# Thread Cleaner For Studs With Limited Space



## Micke S (Nov 19, 2016)

I made this today to clean exhaust studs on a motorcycle engine.


----------



## RJSakowski (Nov 19, 2016)

Sweet!  How is the die held in place?


----------



## Micke S (Nov 19, 2016)

Press fit, and Loctite 638 as a safety measure.
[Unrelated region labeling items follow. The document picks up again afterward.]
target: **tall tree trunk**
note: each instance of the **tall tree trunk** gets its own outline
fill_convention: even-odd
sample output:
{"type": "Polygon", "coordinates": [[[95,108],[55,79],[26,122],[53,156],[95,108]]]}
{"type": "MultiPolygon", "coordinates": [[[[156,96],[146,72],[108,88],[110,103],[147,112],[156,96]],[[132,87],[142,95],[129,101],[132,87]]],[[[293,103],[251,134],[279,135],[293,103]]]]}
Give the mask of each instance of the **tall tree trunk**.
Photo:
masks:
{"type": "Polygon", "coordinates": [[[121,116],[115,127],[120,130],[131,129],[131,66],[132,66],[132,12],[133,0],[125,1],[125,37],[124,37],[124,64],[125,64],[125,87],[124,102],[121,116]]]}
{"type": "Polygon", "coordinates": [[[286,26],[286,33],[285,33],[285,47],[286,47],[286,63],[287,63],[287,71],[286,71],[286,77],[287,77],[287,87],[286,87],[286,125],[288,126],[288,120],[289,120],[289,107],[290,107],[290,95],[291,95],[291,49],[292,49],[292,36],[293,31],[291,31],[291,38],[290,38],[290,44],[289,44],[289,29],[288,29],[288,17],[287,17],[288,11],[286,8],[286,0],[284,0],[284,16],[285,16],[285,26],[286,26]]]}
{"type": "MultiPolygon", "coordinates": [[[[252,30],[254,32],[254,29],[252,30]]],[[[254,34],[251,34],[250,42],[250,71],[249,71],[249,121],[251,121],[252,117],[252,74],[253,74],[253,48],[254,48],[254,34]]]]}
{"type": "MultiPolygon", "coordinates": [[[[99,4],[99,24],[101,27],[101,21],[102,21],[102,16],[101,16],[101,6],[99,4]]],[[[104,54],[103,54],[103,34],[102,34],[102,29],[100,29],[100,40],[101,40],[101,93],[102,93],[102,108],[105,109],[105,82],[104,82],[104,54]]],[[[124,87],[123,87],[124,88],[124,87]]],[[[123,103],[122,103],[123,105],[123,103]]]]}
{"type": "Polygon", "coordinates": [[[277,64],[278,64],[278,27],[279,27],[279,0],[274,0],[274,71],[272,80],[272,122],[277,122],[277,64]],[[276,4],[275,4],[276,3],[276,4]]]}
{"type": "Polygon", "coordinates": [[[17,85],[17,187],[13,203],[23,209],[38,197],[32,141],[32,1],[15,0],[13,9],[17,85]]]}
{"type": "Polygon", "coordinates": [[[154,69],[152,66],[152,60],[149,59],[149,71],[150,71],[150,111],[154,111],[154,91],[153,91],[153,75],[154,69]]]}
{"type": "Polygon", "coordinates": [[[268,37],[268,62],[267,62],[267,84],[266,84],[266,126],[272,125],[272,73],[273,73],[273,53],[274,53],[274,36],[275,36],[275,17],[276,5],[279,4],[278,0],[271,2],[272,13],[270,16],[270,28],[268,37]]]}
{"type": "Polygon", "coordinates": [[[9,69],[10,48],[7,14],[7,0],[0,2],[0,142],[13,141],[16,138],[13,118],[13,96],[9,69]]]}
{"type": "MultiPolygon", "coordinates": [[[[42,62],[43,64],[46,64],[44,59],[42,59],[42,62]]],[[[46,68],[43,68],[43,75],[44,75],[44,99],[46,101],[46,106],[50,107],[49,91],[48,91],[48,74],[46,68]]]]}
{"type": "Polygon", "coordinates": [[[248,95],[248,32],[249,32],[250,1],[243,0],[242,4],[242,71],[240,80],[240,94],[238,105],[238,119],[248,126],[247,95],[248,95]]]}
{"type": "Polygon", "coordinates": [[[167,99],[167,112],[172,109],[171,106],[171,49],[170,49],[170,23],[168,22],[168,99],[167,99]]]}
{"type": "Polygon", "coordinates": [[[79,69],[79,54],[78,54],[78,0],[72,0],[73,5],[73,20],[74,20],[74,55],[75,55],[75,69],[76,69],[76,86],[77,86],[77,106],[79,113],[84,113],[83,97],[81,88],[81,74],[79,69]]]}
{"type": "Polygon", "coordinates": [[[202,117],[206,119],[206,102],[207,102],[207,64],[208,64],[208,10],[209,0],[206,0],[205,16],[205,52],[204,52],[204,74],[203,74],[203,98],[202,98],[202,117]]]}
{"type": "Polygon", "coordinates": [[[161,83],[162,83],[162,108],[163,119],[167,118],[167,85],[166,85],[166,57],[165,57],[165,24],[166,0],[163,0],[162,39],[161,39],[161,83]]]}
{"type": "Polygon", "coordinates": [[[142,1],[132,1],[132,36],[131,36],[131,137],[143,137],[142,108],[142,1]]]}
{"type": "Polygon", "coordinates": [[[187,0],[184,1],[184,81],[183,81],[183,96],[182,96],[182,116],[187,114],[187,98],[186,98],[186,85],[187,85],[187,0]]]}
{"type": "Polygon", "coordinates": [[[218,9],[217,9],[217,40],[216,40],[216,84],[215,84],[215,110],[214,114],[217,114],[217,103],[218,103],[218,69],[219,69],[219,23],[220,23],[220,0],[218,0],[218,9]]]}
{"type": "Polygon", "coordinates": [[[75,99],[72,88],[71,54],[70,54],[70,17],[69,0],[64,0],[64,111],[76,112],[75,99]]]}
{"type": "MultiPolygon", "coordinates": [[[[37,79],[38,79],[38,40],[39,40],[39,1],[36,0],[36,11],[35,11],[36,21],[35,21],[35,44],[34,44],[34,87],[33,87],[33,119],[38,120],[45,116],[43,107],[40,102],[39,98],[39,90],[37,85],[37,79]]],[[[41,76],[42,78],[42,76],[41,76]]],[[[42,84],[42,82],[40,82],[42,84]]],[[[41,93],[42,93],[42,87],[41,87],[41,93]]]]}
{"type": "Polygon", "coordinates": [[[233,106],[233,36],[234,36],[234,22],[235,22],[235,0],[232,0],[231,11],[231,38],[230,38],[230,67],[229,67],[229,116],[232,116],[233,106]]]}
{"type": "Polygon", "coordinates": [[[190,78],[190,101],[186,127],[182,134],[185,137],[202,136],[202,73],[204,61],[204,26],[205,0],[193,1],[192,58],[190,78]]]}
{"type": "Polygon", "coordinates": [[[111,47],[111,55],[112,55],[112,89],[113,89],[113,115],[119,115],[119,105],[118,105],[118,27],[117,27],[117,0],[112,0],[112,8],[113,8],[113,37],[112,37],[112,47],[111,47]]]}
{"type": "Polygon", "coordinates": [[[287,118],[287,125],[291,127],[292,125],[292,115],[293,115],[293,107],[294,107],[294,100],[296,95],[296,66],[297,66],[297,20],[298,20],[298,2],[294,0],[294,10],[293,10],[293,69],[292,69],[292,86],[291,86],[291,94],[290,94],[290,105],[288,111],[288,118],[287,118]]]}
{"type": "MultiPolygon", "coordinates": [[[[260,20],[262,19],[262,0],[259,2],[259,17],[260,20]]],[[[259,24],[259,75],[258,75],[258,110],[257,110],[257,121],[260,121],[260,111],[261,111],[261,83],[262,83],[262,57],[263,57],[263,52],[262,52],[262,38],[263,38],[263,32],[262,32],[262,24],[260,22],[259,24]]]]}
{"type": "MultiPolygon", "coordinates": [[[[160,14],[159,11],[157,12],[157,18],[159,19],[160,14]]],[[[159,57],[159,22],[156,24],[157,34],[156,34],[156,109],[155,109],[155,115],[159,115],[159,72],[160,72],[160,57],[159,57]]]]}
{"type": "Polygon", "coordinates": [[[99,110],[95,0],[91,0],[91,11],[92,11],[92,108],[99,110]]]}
It would have been even better to insert the die into a thin walled socket to make it tool driven.


----------



## Ulma Doctor (Nov 19, 2016)

very nice Micke!


----------



## RJSakowski (Nov 19, 2016)

Here in the US, we have cheap sockets available and I have repurposed  quite few to make special tools.  I have found that the cheap sockets are usually a softer steel and easier to machine.  Here, we have 1" diameter round dies and a 22m deep well socket could be bored to accept the die.


----------



## Micke S (Nov 19, 2016)

A clever and generic solution could be sold in many thousands


----------



## TOOLMASTER (Nov 19, 2016)

ONLY 6MM  :-O


----------



## Micke S (Nov 19, 2016)

Skin saver modification. The screw for ratcheting tools etc. is heavy duty and secured by Loctite 270. So this will do fine for small studs like M6 in this case. It is a genuine sign that boring work has been put on hold...​


----------